The original way would probably have been on a spindle moulder with a ring fence - they were adopted rapidly by railway workshops after they appeared in the 1860s. One local station round here still has the original S-shaped booking office in place with the original L&Y round on round mouldings. I've made that sort of thing only a few times in my life. An interesting problem to solve. Mind if I ask which railway, Brian?


----------



## boldford (Jan 21, 2009)

BR Mk1 TSO on the SVR.


----------



## Phil P (Jul 25, 2010)

Are they steel panelled, Brian?


----------



## boldford (Jan 21, 2009)

Phil P said:


> Are they steel panelled, Brian?


BR Mk1s are steel panel welded to a Z section framework. http://en.wikipedia.org/wiki/British_Railways_Mark_1
The doors jambs being timber for ease of adjustment.
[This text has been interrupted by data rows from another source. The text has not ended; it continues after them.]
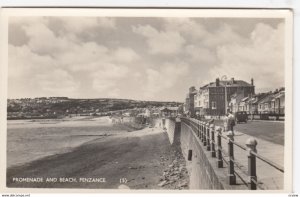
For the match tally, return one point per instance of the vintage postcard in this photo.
(185, 100)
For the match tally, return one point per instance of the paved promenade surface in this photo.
(268, 177)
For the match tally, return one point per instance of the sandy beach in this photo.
(137, 159)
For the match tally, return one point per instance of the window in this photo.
(213, 105)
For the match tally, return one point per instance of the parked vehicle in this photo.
(241, 116)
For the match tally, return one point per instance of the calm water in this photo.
(28, 140)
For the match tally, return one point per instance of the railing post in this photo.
(219, 148)
(212, 134)
(198, 129)
(231, 175)
(251, 144)
(204, 134)
(207, 137)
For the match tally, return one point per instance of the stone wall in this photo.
(202, 168)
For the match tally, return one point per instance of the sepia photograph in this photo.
(148, 99)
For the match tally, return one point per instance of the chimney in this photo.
(192, 89)
(232, 80)
(217, 82)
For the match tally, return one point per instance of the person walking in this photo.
(229, 121)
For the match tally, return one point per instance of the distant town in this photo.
(58, 107)
(215, 98)
(210, 100)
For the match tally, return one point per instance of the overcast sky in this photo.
(140, 58)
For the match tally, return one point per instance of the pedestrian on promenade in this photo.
(229, 121)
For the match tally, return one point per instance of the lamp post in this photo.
(224, 77)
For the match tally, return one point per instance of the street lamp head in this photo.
(224, 77)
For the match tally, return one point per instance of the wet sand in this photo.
(135, 157)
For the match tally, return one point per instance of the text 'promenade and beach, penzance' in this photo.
(151, 103)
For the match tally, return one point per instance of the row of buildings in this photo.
(217, 97)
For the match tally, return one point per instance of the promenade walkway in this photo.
(268, 177)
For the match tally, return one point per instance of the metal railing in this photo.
(211, 137)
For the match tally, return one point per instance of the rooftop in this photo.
(228, 83)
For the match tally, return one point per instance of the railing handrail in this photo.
(262, 158)
(204, 127)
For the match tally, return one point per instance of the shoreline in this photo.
(136, 156)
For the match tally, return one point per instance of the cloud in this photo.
(57, 82)
(80, 24)
(262, 58)
(166, 77)
(200, 55)
(108, 76)
(160, 42)
(59, 63)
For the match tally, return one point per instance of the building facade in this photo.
(211, 100)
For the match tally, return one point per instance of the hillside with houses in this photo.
(57, 107)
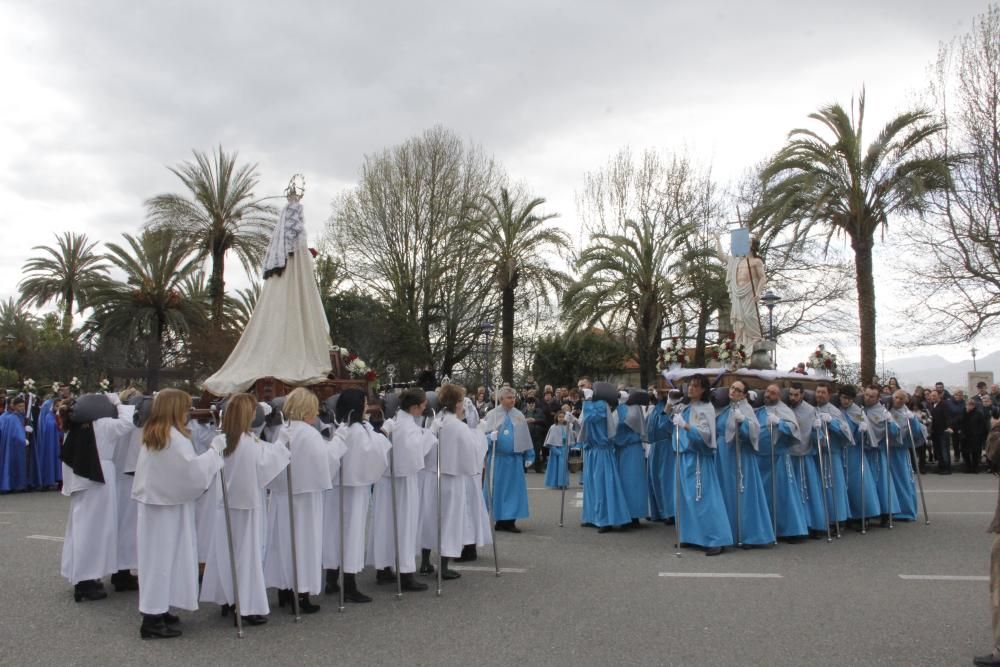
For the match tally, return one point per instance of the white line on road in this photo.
(942, 577)
(484, 568)
(722, 575)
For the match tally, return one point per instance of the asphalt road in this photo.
(572, 597)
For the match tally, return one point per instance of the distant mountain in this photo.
(928, 369)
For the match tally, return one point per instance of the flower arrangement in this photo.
(730, 353)
(671, 355)
(822, 360)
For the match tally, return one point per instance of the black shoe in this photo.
(89, 590)
(468, 554)
(410, 583)
(305, 606)
(123, 580)
(153, 627)
(332, 583)
(445, 572)
(351, 592)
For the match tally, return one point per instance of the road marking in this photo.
(722, 575)
(959, 491)
(484, 568)
(942, 577)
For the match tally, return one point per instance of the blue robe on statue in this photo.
(791, 517)
(840, 439)
(13, 453)
(47, 470)
(510, 490)
(754, 512)
(854, 417)
(604, 501)
(632, 463)
(660, 430)
(702, 514)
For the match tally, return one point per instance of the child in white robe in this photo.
(169, 477)
(314, 462)
(365, 460)
(410, 444)
(251, 464)
(90, 545)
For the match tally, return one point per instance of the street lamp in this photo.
(486, 328)
(770, 300)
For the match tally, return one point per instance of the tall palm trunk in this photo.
(67, 323)
(866, 304)
(507, 335)
(217, 287)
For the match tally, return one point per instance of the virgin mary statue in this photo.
(287, 337)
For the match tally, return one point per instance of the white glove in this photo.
(218, 445)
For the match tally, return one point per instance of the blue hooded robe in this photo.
(604, 501)
(13, 453)
(632, 460)
(754, 512)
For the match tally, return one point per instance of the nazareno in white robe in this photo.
(90, 545)
(248, 470)
(410, 444)
(314, 463)
(365, 461)
(167, 483)
(462, 453)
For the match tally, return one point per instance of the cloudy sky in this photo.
(100, 96)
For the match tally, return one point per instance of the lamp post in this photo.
(486, 328)
(770, 300)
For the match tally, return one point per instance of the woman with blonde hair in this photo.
(169, 477)
(251, 464)
(314, 462)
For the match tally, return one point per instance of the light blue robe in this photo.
(755, 513)
(660, 430)
(604, 501)
(791, 512)
(702, 513)
(556, 472)
(510, 490)
(871, 497)
(47, 470)
(632, 467)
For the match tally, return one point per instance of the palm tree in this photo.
(218, 214)
(624, 281)
(66, 274)
(839, 185)
(150, 303)
(513, 239)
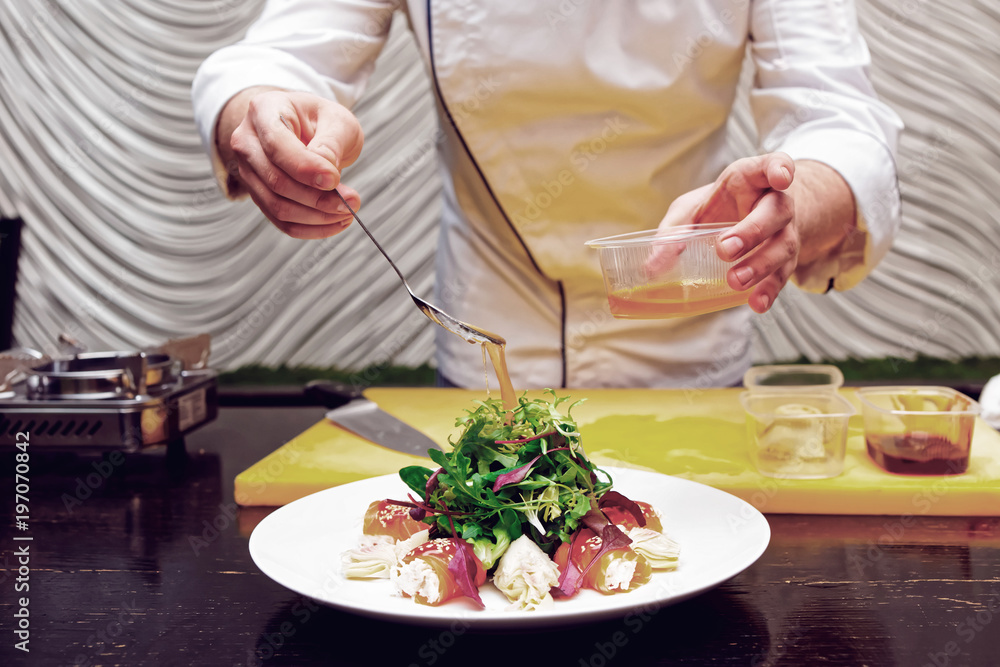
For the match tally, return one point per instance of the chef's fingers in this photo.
(252, 155)
(662, 258)
(741, 185)
(764, 295)
(309, 138)
(771, 214)
(772, 257)
(289, 216)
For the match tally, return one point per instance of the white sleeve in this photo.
(813, 100)
(326, 47)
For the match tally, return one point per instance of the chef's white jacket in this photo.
(568, 120)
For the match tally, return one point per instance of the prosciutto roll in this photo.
(625, 520)
(428, 575)
(386, 518)
(615, 571)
Back on topic: I have now received the GB40/B guide bush only to find it doesn't fit the DW625 base. Drat! 
It would, however, fit the DW615. It looks like I'm back to having to turn up a guide bush or an adaptor to make the GB40/B fit the DW625 after all. The saving grace is (as mentioned above) I already have a centreing gadget.


----------



## Phil P (Jul 25, 2010)

boldford said:


> I have now received the GB40/B guide bush only to find it doesn't fit the DW625 base. Drat!
> It would, however, fit the DW615. It looks like I'm back to having to turn up a guide bush or an adaptor to make the GB40/B fit the DW625 after all. The saving grace is (as mentioned above) I already have a centreing gadget.
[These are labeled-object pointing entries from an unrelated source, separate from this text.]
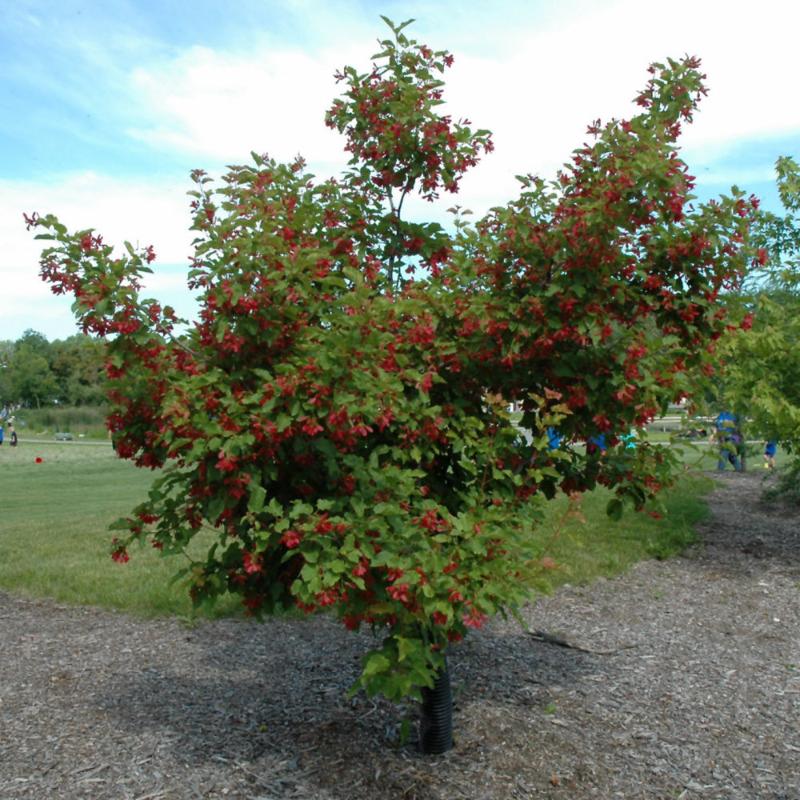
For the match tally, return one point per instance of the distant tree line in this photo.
(35, 372)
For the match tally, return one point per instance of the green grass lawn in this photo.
(54, 538)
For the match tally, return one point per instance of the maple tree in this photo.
(338, 413)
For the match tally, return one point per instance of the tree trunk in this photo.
(436, 716)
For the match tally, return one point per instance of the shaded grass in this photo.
(586, 544)
(54, 537)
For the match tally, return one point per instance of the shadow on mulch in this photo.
(279, 690)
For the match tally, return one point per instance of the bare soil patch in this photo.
(693, 692)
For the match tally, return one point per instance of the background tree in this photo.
(31, 381)
(338, 414)
(762, 367)
(78, 365)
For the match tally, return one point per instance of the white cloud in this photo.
(535, 87)
(139, 211)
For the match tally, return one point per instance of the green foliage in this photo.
(35, 372)
(338, 416)
(762, 371)
(53, 541)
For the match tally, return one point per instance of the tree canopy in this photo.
(338, 415)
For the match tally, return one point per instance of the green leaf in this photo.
(614, 508)
(258, 495)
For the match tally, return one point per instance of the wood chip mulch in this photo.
(687, 686)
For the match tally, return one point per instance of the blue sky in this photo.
(105, 107)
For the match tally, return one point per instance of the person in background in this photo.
(770, 448)
(728, 438)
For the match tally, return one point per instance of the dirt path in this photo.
(700, 697)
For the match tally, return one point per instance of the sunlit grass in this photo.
(54, 537)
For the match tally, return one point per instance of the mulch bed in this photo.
(688, 686)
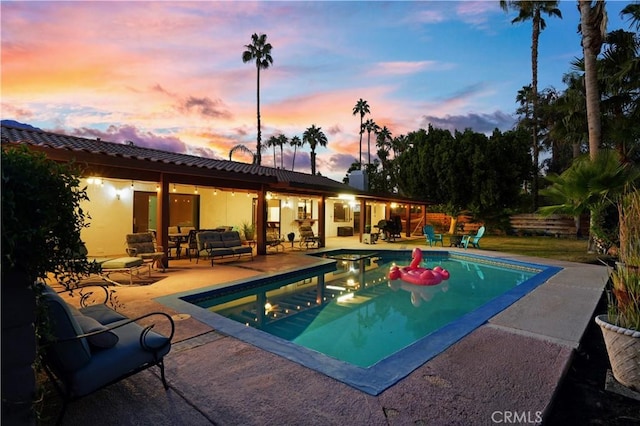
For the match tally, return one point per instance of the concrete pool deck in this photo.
(511, 366)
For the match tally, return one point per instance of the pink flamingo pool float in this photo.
(414, 274)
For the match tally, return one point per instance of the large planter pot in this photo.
(623, 348)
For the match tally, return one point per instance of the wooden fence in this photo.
(521, 224)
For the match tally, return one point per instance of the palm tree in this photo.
(260, 51)
(593, 26)
(633, 12)
(370, 126)
(384, 138)
(272, 142)
(281, 141)
(533, 10)
(590, 185)
(362, 108)
(295, 142)
(314, 137)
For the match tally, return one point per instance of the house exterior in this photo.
(135, 189)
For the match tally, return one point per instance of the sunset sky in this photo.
(169, 75)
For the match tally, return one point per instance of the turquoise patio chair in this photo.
(474, 240)
(430, 235)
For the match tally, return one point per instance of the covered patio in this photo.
(513, 363)
(136, 189)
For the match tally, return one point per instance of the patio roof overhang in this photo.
(130, 162)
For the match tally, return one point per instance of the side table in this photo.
(455, 241)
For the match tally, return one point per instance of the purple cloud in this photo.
(483, 123)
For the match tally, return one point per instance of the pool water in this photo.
(361, 317)
(345, 318)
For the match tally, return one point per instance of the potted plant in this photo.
(41, 224)
(621, 325)
(247, 232)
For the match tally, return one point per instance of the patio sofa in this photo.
(92, 347)
(220, 244)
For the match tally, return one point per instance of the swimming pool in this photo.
(345, 319)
It should do, Brian. The older DW625s were supposed to come with an adaptor plate like this:










I had one of these supplied with both my Elu MOF177e type 4 (which also had the tube guide bush and adaptor) and the DW625el type 5 I have (although that *didn't* come with the tube guide bush/adaptor). My mate's type 6 (latest model) came only with a 30mm guide bush designed to fit the base directly so he had to buy a Trend DW625EK/T10 in order to use the 16mm GB he has for one of his jigs. This item is effectively the same item as my supplied DW adaptor - a plate allowing fitting of MOF96/Trend guide bushes. Sorry, but I assumed that as you had an older DW625 (type 4?) that you had the same in the tin that I received. DW are obviously not that consistent

Regards

Phil

Edit: Just talked to the technical guy at DW in Slough who informs me that he thinks that whilst on the type 4s and a few type 5s they did supply an adaptor plate, the items was delisted as soon as DW came up with their own directly fitting 30mm guide bush. The tube adaptor was dropped at the end of the type 4 run although he thought that some type 4 Elus were sent out with both the adaptor and the tube guide. DW has rationalised its' spare parts listing and as most DW dealers are also Trend dealers he advised me to buy the Trend part I referred to above. :angry:


----------



## boldford (Jan 21, 2009)

Fearing that a simple query about guide bushes was turning into something epic I've now ordered a Trend WP-T10/075 Router Guide Bush Adaptor. .


----------



## boldford (Jan 21, 2009)

I now have everything I need to hand; only needing to sort out the fixing screws. Thanks for the help from all those that posted.


----------



## boldford (Jan 21, 2009)

5mm screws sourced and guide bush fitted concentrically. Issue resolved. Many thanks to all the contributors.


----------



## Phil P (Jul 25, 2010)

Good to hear it


----------